For people with diabetes, the dangers of high blood sugar are long established. Now, scientists have uncovered additional components in the blood that can worsen the disease. In a new article in the Journal of Physiology, researchers report that microparticles shed from cells under diabetic conditions have unique inflammatory properties that may help explain the multiple organ vascular dysfunction that’s common to the disease.
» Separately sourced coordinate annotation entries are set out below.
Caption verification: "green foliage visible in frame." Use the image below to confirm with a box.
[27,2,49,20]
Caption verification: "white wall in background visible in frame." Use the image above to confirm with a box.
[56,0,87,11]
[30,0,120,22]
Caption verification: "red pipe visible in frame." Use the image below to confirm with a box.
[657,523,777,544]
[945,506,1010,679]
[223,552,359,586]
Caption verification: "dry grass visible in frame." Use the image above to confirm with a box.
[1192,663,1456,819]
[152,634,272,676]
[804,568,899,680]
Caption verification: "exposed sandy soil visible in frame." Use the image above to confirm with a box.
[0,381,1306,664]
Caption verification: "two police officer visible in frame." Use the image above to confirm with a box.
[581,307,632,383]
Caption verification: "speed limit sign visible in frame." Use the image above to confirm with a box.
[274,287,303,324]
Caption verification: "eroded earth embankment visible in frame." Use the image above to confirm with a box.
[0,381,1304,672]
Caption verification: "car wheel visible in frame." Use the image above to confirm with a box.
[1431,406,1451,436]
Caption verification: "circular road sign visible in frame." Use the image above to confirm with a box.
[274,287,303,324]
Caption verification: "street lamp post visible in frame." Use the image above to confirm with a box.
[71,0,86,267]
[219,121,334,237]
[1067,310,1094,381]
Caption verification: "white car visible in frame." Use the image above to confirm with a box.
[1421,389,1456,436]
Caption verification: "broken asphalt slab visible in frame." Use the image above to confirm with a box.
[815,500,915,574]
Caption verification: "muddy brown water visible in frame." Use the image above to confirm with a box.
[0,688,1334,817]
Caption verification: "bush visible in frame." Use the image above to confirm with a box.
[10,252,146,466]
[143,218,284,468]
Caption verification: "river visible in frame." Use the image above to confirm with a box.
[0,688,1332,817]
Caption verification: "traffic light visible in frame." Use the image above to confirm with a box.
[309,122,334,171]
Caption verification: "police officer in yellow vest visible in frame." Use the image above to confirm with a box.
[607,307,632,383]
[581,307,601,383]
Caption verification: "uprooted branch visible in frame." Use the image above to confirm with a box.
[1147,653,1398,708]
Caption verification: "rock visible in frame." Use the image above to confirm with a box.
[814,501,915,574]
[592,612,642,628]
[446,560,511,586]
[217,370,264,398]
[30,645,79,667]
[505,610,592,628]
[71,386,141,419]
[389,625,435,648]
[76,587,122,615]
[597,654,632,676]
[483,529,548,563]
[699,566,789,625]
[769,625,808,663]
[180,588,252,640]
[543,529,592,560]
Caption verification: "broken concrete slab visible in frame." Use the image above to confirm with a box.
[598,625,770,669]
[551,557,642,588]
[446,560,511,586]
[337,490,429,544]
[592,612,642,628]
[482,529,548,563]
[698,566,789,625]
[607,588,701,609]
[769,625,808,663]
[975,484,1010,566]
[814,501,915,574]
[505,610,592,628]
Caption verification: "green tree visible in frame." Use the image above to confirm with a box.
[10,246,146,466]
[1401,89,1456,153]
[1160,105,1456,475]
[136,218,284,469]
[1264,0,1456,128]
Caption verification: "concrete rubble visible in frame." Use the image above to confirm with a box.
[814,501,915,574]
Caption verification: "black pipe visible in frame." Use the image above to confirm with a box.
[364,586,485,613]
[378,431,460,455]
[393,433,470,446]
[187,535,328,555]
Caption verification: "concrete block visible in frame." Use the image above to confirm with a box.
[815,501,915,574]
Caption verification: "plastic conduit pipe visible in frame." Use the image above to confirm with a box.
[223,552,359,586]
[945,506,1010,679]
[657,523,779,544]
Microparticles have been increasingly recognized as important biomarkers in various health conditions. But most prior reports have relied on in vitro studies to evaluate particle function. Because in vitro experiments can’t fully replicate physiological conditions, defining exactly how microparticles affect disease progression has been tricky. This prompted researchers to look at the link between microparticles and diabetes-induced vascular dysfunction in vivo, in the microvessels of streptozotocin-induced diabetic rats.
The team found an over 100-fold increase in circulating microparticles in diabetic rats compared to control animals. Most of these microparticles displayed multiple cell markers, indicating they were derived from different cell types, and formed aggregates in circulation. They also showed greater externalized phosphatidylserine than microparticles from normal rats.
To examine how these microparticles affect vascular health, the researchers used single vessel perfusion and systemic cross-animal-transfusion techniques. Single vessel perfusion involves cannulating an intact microvessel in the mesentery with a perfusion pipette, without interrupting the surrounding circulation. These approaches allow a normal microvessel to be locally or systemically exposed to either normal or diabetic plasma. Any resulting pathological processes can be directly visualized and quantitatively assessed.
The results showed that exposing normal microvessels to plasma collected from diabetic animals caused a buildup of microparticles along the vessel walls, which was similar to the accumulation naturally present in diabetic animals. The accumulated microparticles boosted white blood cell adhesion, increased vessel permeability and elevated vessel susceptibility to additional stimulation.
Intriguingly, these effects weren’t seen when phosphatidylserine exposure was blocked on the microparticles prior to infusion, suggesting that the unique composition of the microparticle surface was key to the results.
The work supports that microparticles are not merely cellular byproducts when it comes to diabetes. Rather, they appear to actively disseminate inflammation throughout the vascular system.